The Singapore saving bonds may not be the best investment that an individual makes for enhancing his income, but it has become increasingly popular since 2015 and is gaining more and more attention and popularity every day. The SSB bond is allocated by the Singapore government each month through MAS, i.e. Monetary Authority of Singapore. This was primarily offered to the people in 2015, October. The SSBs have a maximum cycle of ten years, further rewarding the investor with an incremental interest over the years. Anyone can invest, i.e. both locals and foreigners. When buying the SSBs you must invest in multiples of $500 and you can acquire up to $2, 00,000 worth of SSBs. Here, for each application, a transaction fee of $2 will be censured.
Now, similarly, when you divest instead of invest, you divest in the multiples of $500 only. SSBs are flexible, and therefore we can restore our SSBs investment anytime and in any month without facing any penalties. The interest returns will be received by you every six months on the very first business day of the month and if you make zero or no redemptions, the last interest payment and principal will be credited to your account, which is associated with the CDP account, after the maturity period of ten years. In addition, the SSBs provide interest payments free of tax and the interest rates level up each year.
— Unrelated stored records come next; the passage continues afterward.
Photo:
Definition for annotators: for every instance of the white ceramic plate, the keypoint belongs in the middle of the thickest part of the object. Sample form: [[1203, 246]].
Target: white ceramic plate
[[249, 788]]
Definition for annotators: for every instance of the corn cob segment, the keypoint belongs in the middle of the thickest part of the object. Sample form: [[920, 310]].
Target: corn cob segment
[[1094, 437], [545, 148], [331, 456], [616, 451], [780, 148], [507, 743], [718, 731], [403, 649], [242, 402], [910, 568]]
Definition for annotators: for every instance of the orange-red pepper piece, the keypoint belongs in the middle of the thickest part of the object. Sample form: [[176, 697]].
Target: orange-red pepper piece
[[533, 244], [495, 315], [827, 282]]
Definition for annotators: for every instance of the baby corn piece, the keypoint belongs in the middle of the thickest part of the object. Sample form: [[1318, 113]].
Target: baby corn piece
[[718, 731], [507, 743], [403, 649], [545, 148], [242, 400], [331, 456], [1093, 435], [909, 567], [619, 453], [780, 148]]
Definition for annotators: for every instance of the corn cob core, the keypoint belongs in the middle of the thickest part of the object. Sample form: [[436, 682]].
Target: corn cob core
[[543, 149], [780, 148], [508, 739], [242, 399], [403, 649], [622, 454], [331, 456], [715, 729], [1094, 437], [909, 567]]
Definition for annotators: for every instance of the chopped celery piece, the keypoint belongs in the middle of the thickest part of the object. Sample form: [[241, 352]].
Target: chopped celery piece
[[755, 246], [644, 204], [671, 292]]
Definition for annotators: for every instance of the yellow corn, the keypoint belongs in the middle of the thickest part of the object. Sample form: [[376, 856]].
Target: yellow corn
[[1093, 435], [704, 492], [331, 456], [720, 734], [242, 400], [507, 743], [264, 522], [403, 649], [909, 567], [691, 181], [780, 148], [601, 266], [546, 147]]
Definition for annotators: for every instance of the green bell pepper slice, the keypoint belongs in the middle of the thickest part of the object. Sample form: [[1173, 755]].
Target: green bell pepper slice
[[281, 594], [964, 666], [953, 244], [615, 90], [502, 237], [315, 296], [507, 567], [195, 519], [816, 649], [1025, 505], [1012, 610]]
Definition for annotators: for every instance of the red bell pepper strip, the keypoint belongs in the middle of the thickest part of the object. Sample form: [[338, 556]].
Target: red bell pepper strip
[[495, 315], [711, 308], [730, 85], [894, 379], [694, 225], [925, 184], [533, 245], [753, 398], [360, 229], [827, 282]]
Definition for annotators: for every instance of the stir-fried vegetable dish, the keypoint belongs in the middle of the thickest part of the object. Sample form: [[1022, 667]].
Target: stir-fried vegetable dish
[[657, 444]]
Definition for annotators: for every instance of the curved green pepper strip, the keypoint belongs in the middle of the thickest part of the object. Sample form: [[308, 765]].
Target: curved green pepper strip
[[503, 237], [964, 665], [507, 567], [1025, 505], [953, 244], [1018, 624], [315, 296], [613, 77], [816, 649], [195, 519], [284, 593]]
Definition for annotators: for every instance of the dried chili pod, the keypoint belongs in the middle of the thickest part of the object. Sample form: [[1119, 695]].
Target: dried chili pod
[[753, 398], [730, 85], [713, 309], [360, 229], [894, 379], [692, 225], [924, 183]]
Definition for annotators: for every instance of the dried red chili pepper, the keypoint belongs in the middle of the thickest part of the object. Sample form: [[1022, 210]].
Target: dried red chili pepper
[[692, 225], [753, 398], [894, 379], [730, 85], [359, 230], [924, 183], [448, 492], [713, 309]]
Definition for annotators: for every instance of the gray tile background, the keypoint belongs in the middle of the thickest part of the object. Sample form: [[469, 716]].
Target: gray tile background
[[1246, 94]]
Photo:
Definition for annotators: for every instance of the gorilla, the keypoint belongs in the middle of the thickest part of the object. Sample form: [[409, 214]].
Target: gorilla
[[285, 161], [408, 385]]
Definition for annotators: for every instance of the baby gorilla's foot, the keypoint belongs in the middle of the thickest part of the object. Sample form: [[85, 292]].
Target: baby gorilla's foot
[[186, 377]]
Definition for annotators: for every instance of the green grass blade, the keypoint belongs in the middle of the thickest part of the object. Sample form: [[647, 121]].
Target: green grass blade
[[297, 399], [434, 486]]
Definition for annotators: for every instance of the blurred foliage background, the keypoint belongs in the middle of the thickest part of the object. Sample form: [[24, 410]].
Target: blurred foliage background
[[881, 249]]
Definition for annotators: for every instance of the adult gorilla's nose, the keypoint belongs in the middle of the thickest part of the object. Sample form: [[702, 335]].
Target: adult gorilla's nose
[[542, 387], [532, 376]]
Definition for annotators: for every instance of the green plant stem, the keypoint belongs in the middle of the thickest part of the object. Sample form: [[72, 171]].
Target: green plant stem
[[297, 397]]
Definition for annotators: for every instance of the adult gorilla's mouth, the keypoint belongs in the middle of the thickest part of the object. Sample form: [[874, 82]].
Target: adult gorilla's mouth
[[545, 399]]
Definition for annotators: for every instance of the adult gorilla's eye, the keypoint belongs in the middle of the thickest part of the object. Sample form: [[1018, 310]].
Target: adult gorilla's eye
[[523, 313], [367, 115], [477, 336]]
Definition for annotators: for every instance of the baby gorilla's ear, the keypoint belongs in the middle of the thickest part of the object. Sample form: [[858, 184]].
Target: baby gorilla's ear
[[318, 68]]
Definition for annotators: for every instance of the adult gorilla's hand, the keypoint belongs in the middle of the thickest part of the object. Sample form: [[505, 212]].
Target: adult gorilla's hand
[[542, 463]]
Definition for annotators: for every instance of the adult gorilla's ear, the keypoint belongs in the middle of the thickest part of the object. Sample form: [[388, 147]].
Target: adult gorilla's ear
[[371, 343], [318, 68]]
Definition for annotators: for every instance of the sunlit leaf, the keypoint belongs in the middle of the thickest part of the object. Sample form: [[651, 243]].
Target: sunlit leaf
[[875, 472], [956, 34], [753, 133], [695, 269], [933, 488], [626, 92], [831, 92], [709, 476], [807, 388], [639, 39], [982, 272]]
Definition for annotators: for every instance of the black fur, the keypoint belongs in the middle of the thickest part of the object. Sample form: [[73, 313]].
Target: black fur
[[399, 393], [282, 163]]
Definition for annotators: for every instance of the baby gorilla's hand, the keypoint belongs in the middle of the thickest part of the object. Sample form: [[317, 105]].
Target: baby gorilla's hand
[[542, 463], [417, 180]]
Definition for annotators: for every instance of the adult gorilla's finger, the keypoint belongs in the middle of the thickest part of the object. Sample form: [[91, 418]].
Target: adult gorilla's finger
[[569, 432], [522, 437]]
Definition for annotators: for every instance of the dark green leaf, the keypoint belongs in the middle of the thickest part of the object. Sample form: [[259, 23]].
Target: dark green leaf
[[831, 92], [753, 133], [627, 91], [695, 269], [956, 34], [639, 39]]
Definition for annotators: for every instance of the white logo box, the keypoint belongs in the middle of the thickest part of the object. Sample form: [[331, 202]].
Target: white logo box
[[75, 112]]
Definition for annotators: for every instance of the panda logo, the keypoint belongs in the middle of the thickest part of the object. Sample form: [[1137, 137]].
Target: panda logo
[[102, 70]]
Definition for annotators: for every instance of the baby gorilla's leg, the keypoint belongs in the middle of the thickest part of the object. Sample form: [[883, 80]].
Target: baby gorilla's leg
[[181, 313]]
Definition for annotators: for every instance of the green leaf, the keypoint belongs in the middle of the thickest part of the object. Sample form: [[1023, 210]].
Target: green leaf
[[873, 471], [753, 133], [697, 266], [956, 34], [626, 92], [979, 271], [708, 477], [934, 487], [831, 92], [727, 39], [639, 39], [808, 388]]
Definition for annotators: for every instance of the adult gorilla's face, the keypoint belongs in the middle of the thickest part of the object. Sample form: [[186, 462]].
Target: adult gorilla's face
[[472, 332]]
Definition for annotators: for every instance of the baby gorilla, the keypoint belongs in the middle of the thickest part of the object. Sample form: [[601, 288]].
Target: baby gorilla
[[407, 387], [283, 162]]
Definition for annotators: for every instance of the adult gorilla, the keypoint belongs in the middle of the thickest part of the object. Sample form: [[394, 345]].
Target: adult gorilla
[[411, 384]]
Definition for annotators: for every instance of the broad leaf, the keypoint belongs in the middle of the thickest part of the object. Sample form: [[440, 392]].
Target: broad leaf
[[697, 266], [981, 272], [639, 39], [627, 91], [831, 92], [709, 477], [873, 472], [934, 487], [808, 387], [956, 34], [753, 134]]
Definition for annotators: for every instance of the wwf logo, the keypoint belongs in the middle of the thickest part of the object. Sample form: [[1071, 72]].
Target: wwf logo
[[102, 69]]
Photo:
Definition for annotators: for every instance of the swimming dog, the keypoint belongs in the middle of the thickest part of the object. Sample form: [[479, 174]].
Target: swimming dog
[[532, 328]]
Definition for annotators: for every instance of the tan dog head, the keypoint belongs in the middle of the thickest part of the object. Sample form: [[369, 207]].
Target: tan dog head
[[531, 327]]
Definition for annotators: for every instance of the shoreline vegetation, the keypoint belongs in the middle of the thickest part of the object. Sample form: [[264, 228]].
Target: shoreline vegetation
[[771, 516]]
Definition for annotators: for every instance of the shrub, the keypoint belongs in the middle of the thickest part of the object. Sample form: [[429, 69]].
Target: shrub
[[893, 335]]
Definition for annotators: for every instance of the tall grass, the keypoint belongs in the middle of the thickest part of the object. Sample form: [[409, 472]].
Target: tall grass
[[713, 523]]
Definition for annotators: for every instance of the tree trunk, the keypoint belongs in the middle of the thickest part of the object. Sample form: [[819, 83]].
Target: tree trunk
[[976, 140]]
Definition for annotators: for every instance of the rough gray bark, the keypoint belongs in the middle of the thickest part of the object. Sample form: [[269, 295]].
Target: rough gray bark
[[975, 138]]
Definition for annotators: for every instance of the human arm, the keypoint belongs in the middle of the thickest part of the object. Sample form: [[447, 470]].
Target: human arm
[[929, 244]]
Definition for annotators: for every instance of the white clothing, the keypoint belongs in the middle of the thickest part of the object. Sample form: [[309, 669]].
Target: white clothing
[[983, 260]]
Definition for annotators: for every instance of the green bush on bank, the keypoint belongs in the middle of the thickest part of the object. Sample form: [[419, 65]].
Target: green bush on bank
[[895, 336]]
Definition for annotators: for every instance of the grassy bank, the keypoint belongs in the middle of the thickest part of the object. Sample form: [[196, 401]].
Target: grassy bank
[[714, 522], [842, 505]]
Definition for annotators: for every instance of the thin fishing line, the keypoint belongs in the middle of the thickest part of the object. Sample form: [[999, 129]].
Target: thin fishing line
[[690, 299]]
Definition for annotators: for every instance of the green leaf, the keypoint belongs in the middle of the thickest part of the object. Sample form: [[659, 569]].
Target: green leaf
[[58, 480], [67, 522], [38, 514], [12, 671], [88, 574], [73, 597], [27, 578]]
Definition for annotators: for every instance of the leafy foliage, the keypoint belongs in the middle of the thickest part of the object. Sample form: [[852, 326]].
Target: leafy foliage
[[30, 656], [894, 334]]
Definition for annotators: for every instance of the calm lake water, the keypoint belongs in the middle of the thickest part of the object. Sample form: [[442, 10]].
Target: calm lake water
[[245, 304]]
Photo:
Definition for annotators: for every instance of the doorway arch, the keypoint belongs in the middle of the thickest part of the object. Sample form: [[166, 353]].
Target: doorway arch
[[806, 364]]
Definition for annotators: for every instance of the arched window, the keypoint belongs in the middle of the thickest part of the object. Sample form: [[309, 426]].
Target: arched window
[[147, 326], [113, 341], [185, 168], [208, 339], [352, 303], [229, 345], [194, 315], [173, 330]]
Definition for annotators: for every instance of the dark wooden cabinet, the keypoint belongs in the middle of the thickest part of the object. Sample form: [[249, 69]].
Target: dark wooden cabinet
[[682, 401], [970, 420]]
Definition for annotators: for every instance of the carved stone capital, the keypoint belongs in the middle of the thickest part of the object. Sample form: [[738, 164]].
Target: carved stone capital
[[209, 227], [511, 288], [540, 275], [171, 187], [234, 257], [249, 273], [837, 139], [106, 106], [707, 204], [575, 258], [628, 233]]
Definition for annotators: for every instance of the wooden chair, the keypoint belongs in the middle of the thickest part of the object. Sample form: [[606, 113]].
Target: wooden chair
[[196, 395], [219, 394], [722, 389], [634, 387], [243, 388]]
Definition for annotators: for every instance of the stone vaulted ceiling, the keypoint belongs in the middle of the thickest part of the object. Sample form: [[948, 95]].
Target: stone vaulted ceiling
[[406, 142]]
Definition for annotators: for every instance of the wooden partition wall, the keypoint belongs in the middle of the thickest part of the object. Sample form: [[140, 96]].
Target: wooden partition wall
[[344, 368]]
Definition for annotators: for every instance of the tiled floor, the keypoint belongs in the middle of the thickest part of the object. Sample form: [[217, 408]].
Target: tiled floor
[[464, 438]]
How Much Money Can You Save Every Month?
Do you wonder how much can you realistically save per month? Whenever this type of question arises, most people ask about your goals of saving, as your saving will directly reflect your future life. Only earning and spending are not enough, you must build a strategy to save as well for a supported future. To save yourself from crises in the future, you need to start working today itself. Your future depends on what you do in your present and what you did in your past. Saving monthly seems to be the best and easiest option to go for. The final goal of long-term saving is for retirement. When a person is saving from the very start, it will ultimately help him in his retirement period. Now let us arrive at your goal by breaking it down into various parts.
- Retirement – you should contemplate saving at least 15-20% of your monthly income for your retirement. Several online tools are there today that will help you evaluate your needs for retirement and other monetary goals.
- Emergencies – life is seemingly unpredictable and there are many possibilities that you may have to face a crisis anytime, therefore you should be prepared for it beforehand. Therefore, you should consider monthly income and expenses and then work out things. Speculate that you lose your job, you will give up all luxuries and amenities, and then how much do you need to have to live your life? Slice the number in half and see if you can save that monthly. If yes, then you will reach up to the six months emergency amount within the next year.
For emergency savings and others, you have the best savings accounts in Singapore. Even the finest of people with a lot of wealth suffer from a money crisis at least once in their life. Hence, it is important to have emergency savings for that unpredictable future.
It would be in your best interest to look forward to making a prudent decision when saving money on different schemes. Your savings would help you make the most of your emergency needs, as and when the time arises.